When speaking of the Holy Spirit, we recognize that the Spirit has freed us from the false notions about being a Christian. You see, whether we like it or not, God intends for us to engage our minds. He uses letters, words, phrases, sentences, chapters, and books to communicate His Word. He communicates propositions, ideas, worldviews, and calls his followers to proclaim and compel others to turn to the Good News of what it means to be right with God.
Verses 9-11 makes it clear as crystal what a Christian is:
You, however, are not in the flesh but in the Spirit, if in fact the Spirit of God dwells in you. Anyone who does not have the Spirit of Christ does not belong to him. 10 But if Christ is in you, although the body is dead because of sin, the Spirit is life because of righteousness. 11 If the Spirit of him who raised Jesus from the dead dwells in you, he who raised Christ Jesus from the dead will also give life to your mortal bodies through his Spirit who dwells in you.

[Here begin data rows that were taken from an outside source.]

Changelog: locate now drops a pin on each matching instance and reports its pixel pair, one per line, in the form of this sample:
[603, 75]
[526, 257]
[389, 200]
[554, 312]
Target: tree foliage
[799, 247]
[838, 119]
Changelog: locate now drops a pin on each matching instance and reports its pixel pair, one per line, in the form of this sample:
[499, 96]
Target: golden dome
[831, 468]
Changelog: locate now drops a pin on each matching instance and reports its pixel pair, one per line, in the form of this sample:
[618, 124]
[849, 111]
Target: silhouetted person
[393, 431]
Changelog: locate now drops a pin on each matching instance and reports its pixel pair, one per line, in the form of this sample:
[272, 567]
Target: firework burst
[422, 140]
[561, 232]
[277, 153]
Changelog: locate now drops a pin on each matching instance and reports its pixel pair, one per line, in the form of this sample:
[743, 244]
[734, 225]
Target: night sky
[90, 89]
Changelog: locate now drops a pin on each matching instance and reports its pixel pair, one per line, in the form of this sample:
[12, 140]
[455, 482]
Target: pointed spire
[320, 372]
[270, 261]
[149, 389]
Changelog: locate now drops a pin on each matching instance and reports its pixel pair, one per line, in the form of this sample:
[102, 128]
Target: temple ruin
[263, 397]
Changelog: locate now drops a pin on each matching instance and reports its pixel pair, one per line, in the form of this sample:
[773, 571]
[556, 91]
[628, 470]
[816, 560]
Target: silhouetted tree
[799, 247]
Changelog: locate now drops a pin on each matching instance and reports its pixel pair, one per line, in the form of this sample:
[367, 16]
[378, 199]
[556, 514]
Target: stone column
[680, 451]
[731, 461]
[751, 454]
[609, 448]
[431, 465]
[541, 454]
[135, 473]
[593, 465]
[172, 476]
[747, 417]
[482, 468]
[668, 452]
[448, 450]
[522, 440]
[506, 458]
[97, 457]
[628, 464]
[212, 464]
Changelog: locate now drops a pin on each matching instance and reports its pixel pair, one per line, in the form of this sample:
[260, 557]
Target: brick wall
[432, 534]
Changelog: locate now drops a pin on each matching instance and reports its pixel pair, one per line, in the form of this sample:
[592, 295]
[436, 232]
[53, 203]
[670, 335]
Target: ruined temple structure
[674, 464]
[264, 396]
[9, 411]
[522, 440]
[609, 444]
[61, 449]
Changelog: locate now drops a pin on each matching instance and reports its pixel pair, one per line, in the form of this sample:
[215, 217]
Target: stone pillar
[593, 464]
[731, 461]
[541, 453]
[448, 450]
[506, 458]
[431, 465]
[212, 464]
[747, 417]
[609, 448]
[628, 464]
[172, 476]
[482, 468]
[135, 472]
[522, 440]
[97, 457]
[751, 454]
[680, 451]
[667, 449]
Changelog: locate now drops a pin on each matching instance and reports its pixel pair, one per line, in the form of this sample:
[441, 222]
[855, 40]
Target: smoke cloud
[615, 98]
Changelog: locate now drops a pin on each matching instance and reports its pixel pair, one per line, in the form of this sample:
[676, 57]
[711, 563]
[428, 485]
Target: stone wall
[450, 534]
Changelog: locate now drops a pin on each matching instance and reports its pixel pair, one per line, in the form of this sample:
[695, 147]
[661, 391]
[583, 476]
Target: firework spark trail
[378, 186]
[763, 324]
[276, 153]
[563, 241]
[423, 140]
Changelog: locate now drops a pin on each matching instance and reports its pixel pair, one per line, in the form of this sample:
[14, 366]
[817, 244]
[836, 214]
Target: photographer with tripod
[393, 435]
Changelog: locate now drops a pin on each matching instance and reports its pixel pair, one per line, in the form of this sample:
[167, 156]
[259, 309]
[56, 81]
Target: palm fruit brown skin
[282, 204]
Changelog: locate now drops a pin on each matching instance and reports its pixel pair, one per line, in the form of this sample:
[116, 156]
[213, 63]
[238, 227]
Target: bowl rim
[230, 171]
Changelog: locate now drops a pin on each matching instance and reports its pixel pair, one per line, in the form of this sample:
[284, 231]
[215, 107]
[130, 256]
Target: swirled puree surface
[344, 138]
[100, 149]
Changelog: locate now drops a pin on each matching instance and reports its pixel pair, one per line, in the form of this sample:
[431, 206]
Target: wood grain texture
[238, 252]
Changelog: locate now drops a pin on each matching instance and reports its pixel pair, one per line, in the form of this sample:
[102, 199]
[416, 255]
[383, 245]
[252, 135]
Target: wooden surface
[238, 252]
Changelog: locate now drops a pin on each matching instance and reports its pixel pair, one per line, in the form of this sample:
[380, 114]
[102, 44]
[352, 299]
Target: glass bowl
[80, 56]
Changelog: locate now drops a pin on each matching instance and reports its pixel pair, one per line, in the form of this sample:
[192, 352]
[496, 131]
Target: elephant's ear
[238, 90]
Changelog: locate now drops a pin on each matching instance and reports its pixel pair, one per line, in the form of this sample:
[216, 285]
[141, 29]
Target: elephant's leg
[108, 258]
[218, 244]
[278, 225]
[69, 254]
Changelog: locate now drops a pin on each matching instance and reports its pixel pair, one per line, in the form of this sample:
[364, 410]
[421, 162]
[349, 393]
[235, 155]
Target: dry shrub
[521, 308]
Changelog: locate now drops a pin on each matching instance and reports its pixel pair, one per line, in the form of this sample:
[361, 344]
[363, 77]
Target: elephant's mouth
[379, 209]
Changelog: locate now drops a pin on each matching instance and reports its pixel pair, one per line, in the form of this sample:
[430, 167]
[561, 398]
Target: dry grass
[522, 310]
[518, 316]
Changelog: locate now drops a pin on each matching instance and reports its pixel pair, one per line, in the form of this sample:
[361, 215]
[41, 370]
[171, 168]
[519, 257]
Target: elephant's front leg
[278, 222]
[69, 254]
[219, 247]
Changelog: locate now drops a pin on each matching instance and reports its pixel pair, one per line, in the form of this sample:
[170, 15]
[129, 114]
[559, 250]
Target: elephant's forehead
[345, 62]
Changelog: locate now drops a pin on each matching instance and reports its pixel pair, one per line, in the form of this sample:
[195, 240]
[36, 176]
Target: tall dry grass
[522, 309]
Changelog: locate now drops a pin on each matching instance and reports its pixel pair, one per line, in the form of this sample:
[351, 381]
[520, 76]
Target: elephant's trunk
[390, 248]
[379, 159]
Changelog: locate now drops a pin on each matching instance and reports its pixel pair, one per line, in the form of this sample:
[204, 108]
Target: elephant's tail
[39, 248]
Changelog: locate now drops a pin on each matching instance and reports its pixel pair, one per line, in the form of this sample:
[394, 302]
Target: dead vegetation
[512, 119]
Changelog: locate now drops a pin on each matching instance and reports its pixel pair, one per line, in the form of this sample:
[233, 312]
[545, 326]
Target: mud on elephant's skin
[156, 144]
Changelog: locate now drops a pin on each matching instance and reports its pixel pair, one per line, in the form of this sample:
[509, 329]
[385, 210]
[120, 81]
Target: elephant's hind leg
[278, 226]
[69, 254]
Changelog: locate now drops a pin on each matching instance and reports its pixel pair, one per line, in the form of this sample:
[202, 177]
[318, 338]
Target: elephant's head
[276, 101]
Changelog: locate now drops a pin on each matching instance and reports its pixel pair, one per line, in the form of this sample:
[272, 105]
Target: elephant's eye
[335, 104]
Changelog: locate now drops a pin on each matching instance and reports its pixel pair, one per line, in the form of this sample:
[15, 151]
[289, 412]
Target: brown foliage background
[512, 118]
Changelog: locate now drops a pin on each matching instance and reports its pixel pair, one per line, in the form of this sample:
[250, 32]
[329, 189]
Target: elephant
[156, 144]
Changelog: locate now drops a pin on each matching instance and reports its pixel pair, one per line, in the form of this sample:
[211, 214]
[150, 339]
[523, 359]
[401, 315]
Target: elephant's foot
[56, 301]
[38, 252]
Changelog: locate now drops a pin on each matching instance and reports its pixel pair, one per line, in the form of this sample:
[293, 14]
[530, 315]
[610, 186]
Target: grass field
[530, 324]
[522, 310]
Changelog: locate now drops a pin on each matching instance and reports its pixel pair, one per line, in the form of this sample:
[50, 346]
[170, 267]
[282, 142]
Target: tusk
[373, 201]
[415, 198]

A Christian is this—the Spirit of God dwelling in you. We see this in verse 9, and verse 11. If you were not here last week, you need to read John 15:1-11 when Jesus told His disciples that you must be connected to the vine (Jesus being that vine), for apart from Him you can do nothing. It was a passage of self-examination.
This passage serves the same. Are we in the flesh, or are we in the Spirit? Are we relying on external duties? What’s happening in the private chambers of our heart? What’s happening in the privacy of our homes?
What a blessed gift God has given us in the Spirit. Some churches though have not been helpful in explaining the role of the Holy Spirit. Some say when you receive Jesus, you receive Him as a “first blessing,” but the Spirit comes later in fullness with a “second blessing” or “anointing.”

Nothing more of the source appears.